Des deux côtés, l’engagement est présent; frontalement pour M.I.A. qui, à force de poser la même question (What’s up with that?), insiste sur le fait qu’il est urgent d’apporter des réponses. En intro, elle oppose la notion de liberté individuelle (‘I’dom, ‘me’dom) qui a complètement supplanté l’unité et la cohésion (Where’s your ‘We’dom?) et nous invite en une seule phrase (Let’s be’dem) à se mettre à la place des personnes en exil, être ceux qui défendent les libertés universelles et combattre ceux qui entravent d’une manière ou d’une autre ces libertés. Efficace ! Le premier couplet questionne des problématiques mondiales, le second s’adresse plus directement à son premier public (de jeunes occidentaux) notamment en appuyant là où ça fait mal : (Love wins. What’s up with that?) cette exclamation prônant l’amour du prochain et devenue slogan dans la défense des droits des homosexuels, où est-elle maintenant quand il s’agit de soutenir les réfugiés ? Enfin, dans le dernier couplet, elle s’adresse à chaque individu personnellement. Vous trouverez plus de détails ici car même si la chanson aurait été écrite en seulement deux heures, aucun choix grammatical ni consonance ne sont laissés au hasard.

Pour déchiffrer Chimpanzé, il faut peut-être faire partie de ces gens qui adoraient les analyses de textes au cours de français (mais finalement le mec a peut-être juste écrit que le ciel était bleu parce que le ciel était bleu et puis c’est tout, va savoir).
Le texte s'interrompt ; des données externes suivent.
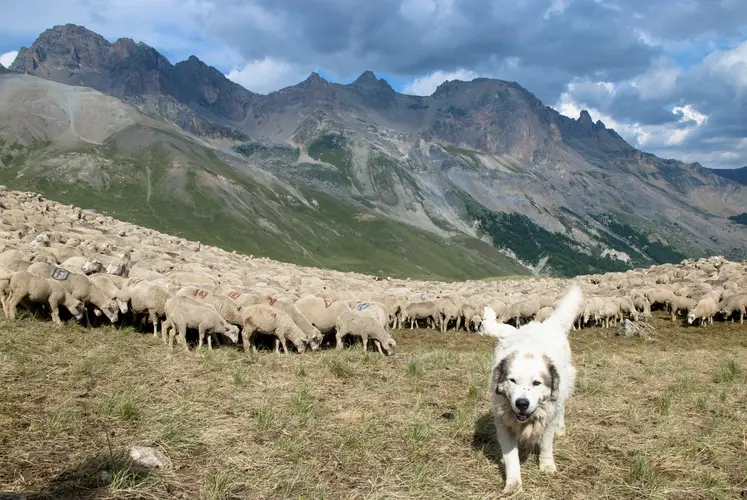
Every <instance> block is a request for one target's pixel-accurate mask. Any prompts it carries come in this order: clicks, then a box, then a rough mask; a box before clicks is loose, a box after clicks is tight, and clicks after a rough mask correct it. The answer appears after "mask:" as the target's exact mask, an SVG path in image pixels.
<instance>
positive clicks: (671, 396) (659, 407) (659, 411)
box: [659, 392, 672, 415]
C’est parti, plongée dans le sous-texte, morceaux choisis. Dans les premières lignes, on peut comprendre que l’avenir est flou et incertain du fait des guerres (auxquelles on participe directement ou indirectement par la vente d’armes par exemple) et l’ambivalence entre le côté belliqueux des grandes nations et l’inertie des populations occidentales qui préfèrent oublier leurs petits soucis (en fumant des joints) parcourent toute la chanson. On préfère fermer les yeux alors que le problème nous concerne aussi (épée de Damocles) et qu’il n’est pas si lointain qu’on aimerait le prétendre : Comme Stalingrad qui crame sous 34 degrés centigrades, il s’agit du quartier Stalingrad à Paris, connu pour être un quartier où vivent de nombreux migrants. Le groupe critique également le fait que, dans ce débat tout est rationalisé, chiffré et surtout orienté vers toujours plus de résultats positifs, donc rentables, et veut ainsi montrer qu’on se trompe de discours (Une question à résultats pour être positif). Comme on peut également le voir dans les images, les réponses que nous apportons au problème ne sont pas les bonnes. La suite du poème musical qui parle même de girafes naines, c’est ici.
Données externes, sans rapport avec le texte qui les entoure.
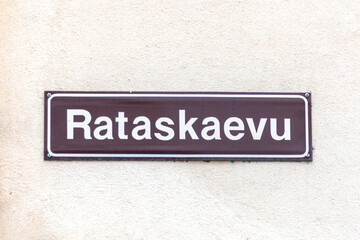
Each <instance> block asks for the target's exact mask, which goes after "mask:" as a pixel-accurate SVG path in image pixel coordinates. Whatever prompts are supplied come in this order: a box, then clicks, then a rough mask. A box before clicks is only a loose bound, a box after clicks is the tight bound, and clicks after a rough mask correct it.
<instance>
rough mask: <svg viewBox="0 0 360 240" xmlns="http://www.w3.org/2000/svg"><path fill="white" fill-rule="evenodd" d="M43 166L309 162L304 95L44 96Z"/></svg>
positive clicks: (310, 96)
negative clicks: (53, 163)
mask: <svg viewBox="0 0 360 240" xmlns="http://www.w3.org/2000/svg"><path fill="white" fill-rule="evenodd" d="M44 152H45V159H46V160H132V159H134V160H186V161H188V160H205V161H208V160H223V161H232V160H242V161H253V160H262V161H311V160H312V144H311V95H310V94H309V93H204V92H198V93H194V92H190V93H182V92H132V93H130V92H54V91H48V92H45V147H44Z"/></svg>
L’envie était grande de mettre les deux vidéos face à face mais avec une question migratoire dont la résolution ne semble pas suffisamment proche, il est plus intelligent de les mettre côte à côte pour continuer à susciter l’indignation. C’est le premier pas vers la résolution. Quant à ceux qui se trompent de cible et préfèrent confortablement s’indigner contre des artistes qui soi-disant utiliseraient la misère du monde pour faire des clics et des dollars, n’oubliez pas que tout est une question de point de vue puisqu’on croit toujours que le chimpanzé est de l’autre côté des barbelés.